# Ex fiance wants to be back in our daughters life after 1yr of no contact!



## EmilyL (Nov 1, 2012)

I'm 26 and gave birth to my only child 3yrs ago, Two years after our daughters birth my ex fiance bailed on us. He is 32 and although we had been together for 3yrs before, I loved him so so much he had trust issues with me as when we met i was seeing someone else and we had began an affair before i left my partner to be with him, i always felt he expected me to do the same to him. He was very intense and possessive with me and hated when guys would talk to me. He always wanted to have sex and constantly told me he loved me and begged me to never hurt him. Although we always had a pretty fiery relationship we loved each other so much that the fights didn't matter. When i became pregnant he was so happy but the nearer i got to giving birth he became more possessive and would come home from work at lunch time to make love to me.

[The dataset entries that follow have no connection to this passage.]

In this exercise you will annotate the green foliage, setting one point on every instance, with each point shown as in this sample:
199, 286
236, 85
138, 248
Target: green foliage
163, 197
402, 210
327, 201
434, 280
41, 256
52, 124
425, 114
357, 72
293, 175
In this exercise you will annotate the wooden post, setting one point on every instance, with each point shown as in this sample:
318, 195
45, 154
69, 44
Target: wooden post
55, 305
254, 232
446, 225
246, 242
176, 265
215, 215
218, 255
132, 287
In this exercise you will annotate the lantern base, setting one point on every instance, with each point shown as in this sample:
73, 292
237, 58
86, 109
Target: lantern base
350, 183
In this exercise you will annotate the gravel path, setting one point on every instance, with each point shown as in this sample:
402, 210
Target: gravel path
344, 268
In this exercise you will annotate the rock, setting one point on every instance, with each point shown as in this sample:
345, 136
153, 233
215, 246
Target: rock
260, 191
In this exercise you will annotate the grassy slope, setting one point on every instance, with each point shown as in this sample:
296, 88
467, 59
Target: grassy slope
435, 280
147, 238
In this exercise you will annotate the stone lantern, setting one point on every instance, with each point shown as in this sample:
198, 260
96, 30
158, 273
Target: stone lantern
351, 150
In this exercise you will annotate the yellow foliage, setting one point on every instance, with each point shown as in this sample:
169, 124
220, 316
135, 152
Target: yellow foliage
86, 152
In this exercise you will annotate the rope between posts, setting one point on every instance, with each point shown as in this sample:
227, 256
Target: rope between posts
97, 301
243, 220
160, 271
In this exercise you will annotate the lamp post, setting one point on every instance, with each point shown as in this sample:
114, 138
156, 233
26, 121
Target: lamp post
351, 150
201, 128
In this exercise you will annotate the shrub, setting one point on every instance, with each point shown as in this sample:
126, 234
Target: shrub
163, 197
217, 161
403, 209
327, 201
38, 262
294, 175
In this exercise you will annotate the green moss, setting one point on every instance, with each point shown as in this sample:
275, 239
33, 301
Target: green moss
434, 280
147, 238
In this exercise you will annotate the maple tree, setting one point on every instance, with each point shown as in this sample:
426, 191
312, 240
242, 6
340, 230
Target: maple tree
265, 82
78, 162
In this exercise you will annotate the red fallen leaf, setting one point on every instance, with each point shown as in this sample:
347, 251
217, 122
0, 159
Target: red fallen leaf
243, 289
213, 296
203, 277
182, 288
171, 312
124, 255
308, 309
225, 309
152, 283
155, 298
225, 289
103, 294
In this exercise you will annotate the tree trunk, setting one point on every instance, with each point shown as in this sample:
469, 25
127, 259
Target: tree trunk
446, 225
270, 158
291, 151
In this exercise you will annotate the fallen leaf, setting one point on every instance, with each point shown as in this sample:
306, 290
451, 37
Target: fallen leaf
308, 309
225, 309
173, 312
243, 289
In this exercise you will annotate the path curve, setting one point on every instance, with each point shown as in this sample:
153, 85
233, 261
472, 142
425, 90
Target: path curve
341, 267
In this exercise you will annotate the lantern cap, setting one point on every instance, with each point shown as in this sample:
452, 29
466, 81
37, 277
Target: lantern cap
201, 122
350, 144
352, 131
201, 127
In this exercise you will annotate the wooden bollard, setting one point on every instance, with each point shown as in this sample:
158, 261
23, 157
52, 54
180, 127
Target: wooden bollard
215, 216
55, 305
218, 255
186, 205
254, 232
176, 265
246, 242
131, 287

He would be very hot tempered and my best friend always said that she thinks be believes that if he can wear me out with a lot of sex then i would stray on him & that although we love each other we never belonged together. When our daughter turned 2 my fiance started saying that she didn't look like him and he didn't believe she was his, Long story short after lots of serious fighting he left us.

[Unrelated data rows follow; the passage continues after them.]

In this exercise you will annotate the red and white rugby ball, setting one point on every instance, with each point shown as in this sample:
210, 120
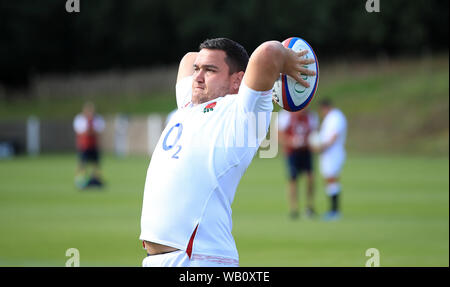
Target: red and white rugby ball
287, 92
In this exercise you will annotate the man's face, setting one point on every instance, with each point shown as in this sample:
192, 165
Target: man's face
211, 78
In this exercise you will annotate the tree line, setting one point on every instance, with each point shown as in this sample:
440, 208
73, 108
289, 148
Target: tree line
42, 37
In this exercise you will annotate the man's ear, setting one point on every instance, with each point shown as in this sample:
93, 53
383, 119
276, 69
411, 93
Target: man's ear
236, 80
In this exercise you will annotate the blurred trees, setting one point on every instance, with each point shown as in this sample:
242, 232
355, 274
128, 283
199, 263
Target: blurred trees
41, 37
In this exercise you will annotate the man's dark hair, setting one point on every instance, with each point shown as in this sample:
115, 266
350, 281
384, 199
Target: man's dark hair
237, 56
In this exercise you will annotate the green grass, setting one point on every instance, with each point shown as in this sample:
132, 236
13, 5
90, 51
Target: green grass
401, 105
397, 204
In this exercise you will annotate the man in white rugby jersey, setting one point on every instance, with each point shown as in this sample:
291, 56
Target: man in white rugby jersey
333, 132
206, 148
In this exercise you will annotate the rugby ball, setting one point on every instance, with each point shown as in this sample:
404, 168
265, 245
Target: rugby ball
287, 92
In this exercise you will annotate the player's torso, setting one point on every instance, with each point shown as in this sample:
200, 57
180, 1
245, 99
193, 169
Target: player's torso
333, 123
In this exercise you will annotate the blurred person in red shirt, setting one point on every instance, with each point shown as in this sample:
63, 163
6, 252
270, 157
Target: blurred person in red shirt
88, 125
294, 129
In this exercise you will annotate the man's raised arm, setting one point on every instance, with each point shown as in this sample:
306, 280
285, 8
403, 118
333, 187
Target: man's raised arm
272, 58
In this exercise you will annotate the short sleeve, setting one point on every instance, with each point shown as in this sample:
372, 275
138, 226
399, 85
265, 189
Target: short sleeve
283, 120
254, 101
183, 90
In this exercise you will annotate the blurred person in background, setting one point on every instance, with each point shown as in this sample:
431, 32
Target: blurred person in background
333, 132
88, 126
294, 129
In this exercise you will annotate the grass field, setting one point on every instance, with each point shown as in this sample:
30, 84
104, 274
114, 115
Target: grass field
397, 204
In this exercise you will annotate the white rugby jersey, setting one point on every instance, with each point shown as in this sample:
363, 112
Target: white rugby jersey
196, 167
334, 123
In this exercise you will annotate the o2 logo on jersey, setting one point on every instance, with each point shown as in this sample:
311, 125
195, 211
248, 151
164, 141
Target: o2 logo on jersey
167, 147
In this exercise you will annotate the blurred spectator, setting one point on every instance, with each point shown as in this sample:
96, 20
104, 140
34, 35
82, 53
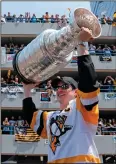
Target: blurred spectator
33, 19
3, 82
3, 20
46, 16
109, 81
20, 122
107, 50
12, 121
92, 49
103, 19
6, 126
114, 19
49, 88
43, 20
109, 21
63, 21
99, 50
9, 18
52, 19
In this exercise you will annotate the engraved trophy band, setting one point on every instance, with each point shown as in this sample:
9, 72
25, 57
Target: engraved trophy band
52, 50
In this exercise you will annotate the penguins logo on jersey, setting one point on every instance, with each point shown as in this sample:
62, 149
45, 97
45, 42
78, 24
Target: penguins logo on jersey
57, 129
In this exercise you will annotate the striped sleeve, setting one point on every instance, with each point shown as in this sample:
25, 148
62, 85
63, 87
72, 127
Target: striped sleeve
38, 123
35, 118
88, 101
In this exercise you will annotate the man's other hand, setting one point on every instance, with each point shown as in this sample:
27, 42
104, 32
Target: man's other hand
85, 35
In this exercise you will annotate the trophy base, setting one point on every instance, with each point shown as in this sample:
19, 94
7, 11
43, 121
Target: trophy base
16, 70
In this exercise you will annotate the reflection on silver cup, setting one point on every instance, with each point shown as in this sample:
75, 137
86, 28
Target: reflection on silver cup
52, 50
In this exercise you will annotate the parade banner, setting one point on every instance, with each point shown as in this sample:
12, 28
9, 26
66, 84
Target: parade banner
44, 96
105, 58
10, 57
24, 134
3, 55
109, 96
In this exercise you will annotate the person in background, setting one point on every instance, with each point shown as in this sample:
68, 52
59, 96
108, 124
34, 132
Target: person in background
70, 130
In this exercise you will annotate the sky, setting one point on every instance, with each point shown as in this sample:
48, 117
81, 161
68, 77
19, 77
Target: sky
39, 8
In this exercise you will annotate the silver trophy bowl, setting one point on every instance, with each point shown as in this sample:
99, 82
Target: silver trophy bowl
53, 49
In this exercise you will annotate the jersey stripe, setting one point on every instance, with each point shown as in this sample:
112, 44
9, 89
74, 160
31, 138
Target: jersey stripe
89, 116
89, 101
79, 158
89, 95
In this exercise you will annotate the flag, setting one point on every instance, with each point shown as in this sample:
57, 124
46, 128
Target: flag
26, 135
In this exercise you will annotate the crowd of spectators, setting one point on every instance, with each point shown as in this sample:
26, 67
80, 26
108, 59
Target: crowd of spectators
97, 49
106, 127
107, 20
100, 49
47, 18
107, 85
12, 125
27, 18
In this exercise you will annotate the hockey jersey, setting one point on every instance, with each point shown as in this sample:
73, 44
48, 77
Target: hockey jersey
71, 131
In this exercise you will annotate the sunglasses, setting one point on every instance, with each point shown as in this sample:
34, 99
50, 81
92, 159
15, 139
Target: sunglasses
64, 86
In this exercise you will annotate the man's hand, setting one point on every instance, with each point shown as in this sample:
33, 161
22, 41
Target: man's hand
85, 35
28, 88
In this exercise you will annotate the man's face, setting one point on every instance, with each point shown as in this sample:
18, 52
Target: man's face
64, 91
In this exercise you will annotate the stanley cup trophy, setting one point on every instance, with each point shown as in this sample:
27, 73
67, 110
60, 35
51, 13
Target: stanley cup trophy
52, 50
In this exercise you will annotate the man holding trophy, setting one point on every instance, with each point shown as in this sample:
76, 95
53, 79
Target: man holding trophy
70, 130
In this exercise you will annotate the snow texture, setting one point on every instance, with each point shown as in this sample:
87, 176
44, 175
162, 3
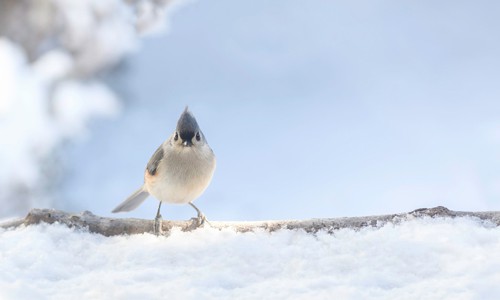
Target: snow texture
427, 258
51, 85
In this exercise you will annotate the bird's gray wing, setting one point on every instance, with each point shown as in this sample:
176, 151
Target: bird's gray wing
132, 201
154, 161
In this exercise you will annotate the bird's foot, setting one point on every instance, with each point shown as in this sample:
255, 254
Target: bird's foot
200, 220
157, 225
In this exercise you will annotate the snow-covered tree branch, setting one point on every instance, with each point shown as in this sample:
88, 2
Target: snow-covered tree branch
116, 226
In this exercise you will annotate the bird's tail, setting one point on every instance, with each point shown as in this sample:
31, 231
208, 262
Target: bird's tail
132, 201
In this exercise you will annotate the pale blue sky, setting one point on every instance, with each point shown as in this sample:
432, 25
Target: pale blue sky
314, 109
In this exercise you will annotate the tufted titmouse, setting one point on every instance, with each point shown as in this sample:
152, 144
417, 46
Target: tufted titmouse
178, 172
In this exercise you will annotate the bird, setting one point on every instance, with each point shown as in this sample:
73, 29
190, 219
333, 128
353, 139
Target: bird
178, 172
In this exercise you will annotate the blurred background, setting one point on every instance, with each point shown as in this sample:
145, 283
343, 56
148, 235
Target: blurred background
314, 109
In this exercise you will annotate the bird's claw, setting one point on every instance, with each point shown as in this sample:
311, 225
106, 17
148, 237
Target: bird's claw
200, 220
157, 225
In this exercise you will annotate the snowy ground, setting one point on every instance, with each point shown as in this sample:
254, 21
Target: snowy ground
418, 259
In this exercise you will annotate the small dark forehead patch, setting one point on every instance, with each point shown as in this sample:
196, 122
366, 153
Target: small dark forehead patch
187, 124
187, 135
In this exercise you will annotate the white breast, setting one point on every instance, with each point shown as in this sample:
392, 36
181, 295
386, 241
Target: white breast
182, 175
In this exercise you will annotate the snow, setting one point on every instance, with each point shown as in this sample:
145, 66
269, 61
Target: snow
52, 87
417, 259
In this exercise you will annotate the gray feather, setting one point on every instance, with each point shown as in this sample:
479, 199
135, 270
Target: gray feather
187, 124
154, 161
132, 201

Last week after a year of no contact he came by my job at my lunch break, I was shocked when i found out my friend told him where i worked, He begged me to give him a second chance with being a dad and that he regrets every second he hasn't been with us. Our daughter doesn't know who he is and when i really needed him he hasn't there for us, I cant forgive him but he keeps calling me pleading for me to forgive him and give him a second chance. He told me he never stopped thinking about us, that he still loves me to death and just needed to clear his head. I know from friends that he has been single since he left. Im still so angry with him and i cant easily forgive him for leaving us when we needed him, He missed out on a year of her life, Although i know i still love him i still feel so much _hate_ for him, He told me he wants his family back and wont let us go without a fight. Is there any advice you could offer me?


----------



## Tikii (Jun 21, 2012)

My advice, don'tlet him back in. What's to stop him from bailing again? Do you want to put your daughter through that?
_Posted via Mobile Device_


----------



## Couleur (Apr 4, 2012)

I think you've got to let your child's dad back in her life. BUT, you can set some boundaries terms on how this process happen.

It sounds like you were engaged, not married. Does that mean you do not have a custody sharing arrangment/ child support agreement?

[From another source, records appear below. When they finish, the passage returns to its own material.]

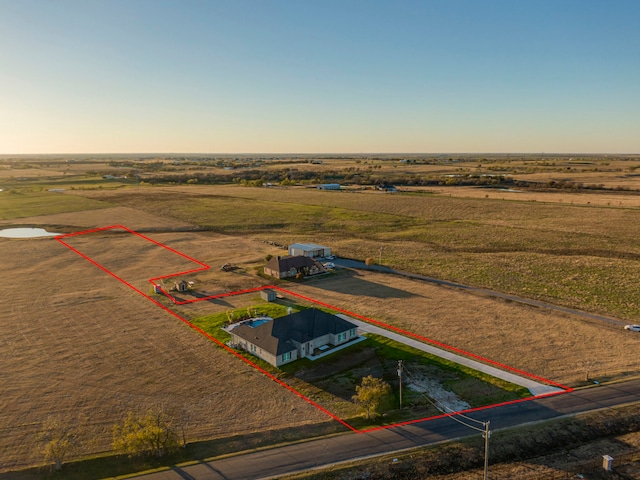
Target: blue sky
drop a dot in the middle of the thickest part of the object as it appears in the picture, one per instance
(259, 76)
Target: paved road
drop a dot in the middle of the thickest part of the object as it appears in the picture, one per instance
(276, 462)
(343, 262)
(302, 456)
(536, 388)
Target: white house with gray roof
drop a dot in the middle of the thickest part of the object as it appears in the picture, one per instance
(298, 335)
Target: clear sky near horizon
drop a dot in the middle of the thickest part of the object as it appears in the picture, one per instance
(296, 76)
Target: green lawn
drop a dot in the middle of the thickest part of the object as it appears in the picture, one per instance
(331, 381)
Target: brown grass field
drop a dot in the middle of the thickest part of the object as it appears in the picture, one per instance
(80, 344)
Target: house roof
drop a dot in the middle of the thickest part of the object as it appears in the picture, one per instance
(277, 336)
(284, 264)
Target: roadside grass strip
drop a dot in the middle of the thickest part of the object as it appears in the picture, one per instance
(157, 283)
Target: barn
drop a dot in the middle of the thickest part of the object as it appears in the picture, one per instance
(309, 250)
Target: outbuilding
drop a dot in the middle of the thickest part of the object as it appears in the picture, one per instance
(309, 250)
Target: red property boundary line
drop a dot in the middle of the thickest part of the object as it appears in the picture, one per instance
(204, 266)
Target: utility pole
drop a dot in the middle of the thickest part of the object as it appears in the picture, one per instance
(400, 377)
(486, 434)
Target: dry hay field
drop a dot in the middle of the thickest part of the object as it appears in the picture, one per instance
(579, 255)
(79, 344)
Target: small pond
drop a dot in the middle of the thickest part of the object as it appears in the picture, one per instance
(26, 233)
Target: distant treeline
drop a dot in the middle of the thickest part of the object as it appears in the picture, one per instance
(364, 177)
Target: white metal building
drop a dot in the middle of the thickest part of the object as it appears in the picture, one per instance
(309, 250)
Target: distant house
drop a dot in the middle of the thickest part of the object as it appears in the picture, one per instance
(329, 186)
(268, 295)
(299, 335)
(309, 250)
(286, 267)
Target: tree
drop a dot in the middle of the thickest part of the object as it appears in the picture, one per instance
(370, 393)
(151, 433)
(60, 438)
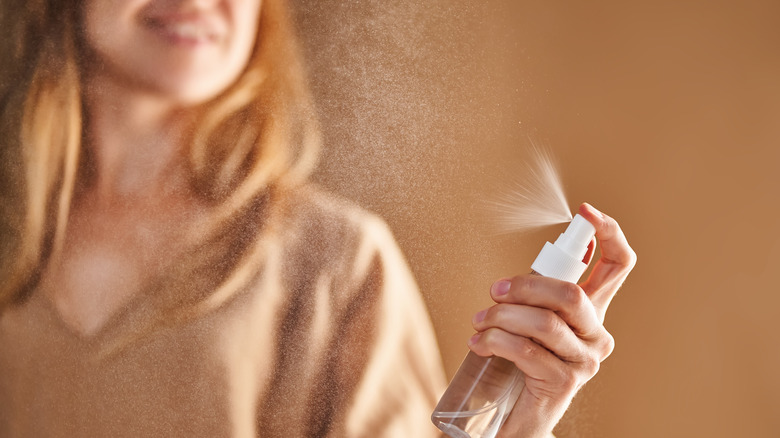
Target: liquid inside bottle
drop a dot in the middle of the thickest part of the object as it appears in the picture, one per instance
(484, 390)
(483, 393)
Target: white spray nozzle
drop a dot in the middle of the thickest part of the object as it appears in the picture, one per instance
(575, 240)
(563, 260)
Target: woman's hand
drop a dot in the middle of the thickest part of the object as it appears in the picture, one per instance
(554, 330)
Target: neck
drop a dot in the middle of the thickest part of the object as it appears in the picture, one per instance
(136, 140)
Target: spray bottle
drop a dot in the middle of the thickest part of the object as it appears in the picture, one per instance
(484, 390)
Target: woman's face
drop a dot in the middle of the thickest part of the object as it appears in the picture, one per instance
(187, 51)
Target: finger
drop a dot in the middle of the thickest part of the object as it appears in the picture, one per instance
(566, 299)
(617, 260)
(542, 326)
(531, 358)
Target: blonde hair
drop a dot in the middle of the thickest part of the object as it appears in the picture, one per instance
(253, 143)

If not, get to a lawyer (or a mediator) and try to work one out.

Don't be afraid to ask for what you want -- limited visits, supervised visits, no overnights, etc. You can protect your daughter from emotional distress. But, in the long run, your daughter will probably want to know who her dad is.


----------



## Tinkerbell24 (Sep 20, 2012)

Wow snap! this is exactly what i'm going through except my daughter is only 18 months old. I'm trying to get some advice on this one too.


----------



## EleGirl (Dec 3, 2011)

Yep, you have to let him back into his daughter's life. for one thing he can go to court and get court ordered visition and you would not have a say in it. So it's better if you cooperate. 

You daughter will not benefit from the two of you fighting... anohter reason to cooperate.

Get a paternity test done so that the question can never be raised again. Get child support and visitiation worked out. As young as she is ask for a visitation schedule that allows her to slowly build a relationship with him. This way if he bails again she won't be very attached to him.

As for you. If you think that there is any chance at all with him and you want to consider it... go to MC with him. Make it mandatory. Give it a year or two of dating before you decide to go back to him permanently. See if he's man enough to do what needs to be done to win his family back.


----------